Although I have written hundreds of them over the years, customer success stories and case studies are still my favorite copywriting project and tool for technical sales and marketing. If you are a technology marketer, you know the power of customer stories for bringing life to complex and sometimes boring technology products.
Whether you're a marketer or a writer, I'm happy to recommend a terrific new book, Stories That Sell by Casey Hibbard. It presents clear, in-depth, and relevant guidance on producing case studies and managing customer reference programs. I rarely give a five-star review on Amazon, but this book deserves it -- and a place on your marketing bookshelf. Check out the book here.
Read on for a taste of Casey's ideas. In this guest post, she discusses a case study challenge that often arises in technology sales: purchase decisions that are made by both business and technical buyers.
Consider Casey's insights, then share your tips for targeting decision-makers with customer case studies and success stories by commenting on this post.
Speak to the Right Decision-Maker in Your Case Study, by Casey Hibbard
In selling technology, customer case studies educate buyers about complex solutions and validate a pricey investment better than just about anything else.
Yet many technology companies miss the mark with case studies. They break a major tenet of Marketing 101 – failing to target the right audience. A case study simply isn’t one-size-fits-all.

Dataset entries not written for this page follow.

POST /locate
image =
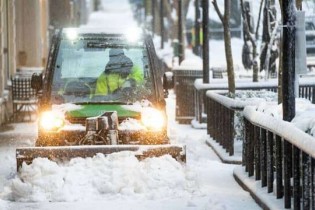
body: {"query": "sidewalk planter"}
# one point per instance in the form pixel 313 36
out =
pixel 279 159
pixel 185 77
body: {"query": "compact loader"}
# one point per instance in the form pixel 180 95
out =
pixel 101 93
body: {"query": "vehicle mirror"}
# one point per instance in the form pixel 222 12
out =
pixel 37 82
pixel 168 80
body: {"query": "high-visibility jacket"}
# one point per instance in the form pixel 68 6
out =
pixel 108 83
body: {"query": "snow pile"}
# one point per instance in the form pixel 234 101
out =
pixel 138 105
pixel 3 205
pixel 98 178
pixel 305 116
pixel 131 124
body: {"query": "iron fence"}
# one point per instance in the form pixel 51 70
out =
pixel 281 157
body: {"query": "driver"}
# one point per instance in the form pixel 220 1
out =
pixel 119 73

If you’re selling a technology solution, a case study should address the technology benefits, right?
Wrong. In fact, a case study should only focus on technology benefits if the key decision-maker is in a technical role. Maybe the reader is an executive, a business unit manager or an end user.
Ideally, the decision-maker should see themselves and their organization reflected in a case study. A case study will “click” for readers when the industry matches, the challenges match and the individuals quoted match the prospect’s situation.

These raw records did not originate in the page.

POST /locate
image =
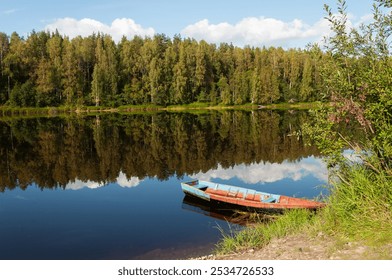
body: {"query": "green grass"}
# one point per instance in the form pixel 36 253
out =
pixel 360 207
pixel 261 234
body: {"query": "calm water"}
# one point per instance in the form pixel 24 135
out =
pixel 108 186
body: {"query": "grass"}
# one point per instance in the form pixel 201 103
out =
pixel 262 233
pixel 359 210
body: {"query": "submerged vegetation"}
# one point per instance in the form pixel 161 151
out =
pixel 357 74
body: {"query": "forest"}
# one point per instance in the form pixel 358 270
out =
pixel 48 69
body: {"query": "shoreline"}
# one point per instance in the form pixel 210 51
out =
pixel 6 111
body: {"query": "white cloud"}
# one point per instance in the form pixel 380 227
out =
pixel 121 180
pixel 124 182
pixel 8 12
pixel 78 184
pixel 259 31
pixel 119 27
pixel 270 172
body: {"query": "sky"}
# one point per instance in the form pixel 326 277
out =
pixel 285 23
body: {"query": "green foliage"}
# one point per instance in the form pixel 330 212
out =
pixel 262 234
pixel 96 71
pixel 361 203
pixel 357 76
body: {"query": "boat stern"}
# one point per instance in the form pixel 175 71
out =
pixel 194 188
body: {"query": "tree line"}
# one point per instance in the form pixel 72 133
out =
pixel 48 69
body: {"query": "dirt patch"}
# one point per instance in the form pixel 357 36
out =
pixel 304 247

Whether you’re a writer or marketer, here are four questions to ask to help you target the right decision-maker with the right information.
Who’s the primary decision-maker?
Find out who in the customer’s organization typically makes the purchase decision. Is it one type of professional or usually a selection committee comprised of various types?
If you can’t answer this question, survey the sales force formally or informally. Ask a few sales reps to tell you who (roles) actually made the purchase decision in recent sales.
What matters to the audience?
If the key decision-maker is in a technical role… focus on the specific technology benefits that person cares about. Technical people typically want more “how it works” information, as well as details about maintenance, training and support. Find out from internal sources about the technical decision-maker’s common concerns, and ask interview questions accordingly.
If the key decision-maker is in a business role… emphasize business benefits and measurable results. Also learn the business decision-maker’s primary concerns and ensure you address them in the interview.
Can you accomplish the goal in one story?
When multiple people are involved in the purchase decision, decide whether you can achieve your objectives in a single case study. Some organizations create “technical case studies” and “business cases” to address multiple audiences.
But not every organization has the resources for both. If you create a single case study, include more business benefits with some mention of technical benefits. Then supplement the case study for technical audiences with other marketing materials that address technical “how” questions, such as white papers or other collateral.
Can I interview a person in a similar job title?
For the greatest impact, match the person quoted in your case study with the type of person that will read the story. The job titles should be similar. Again, if the story addresses multiple decision-makers, try to interview more than one person.
Always keep your audience top of mind, and check back regularly with sales and marketing contacts to ensure that the case studies continue to hit their targets.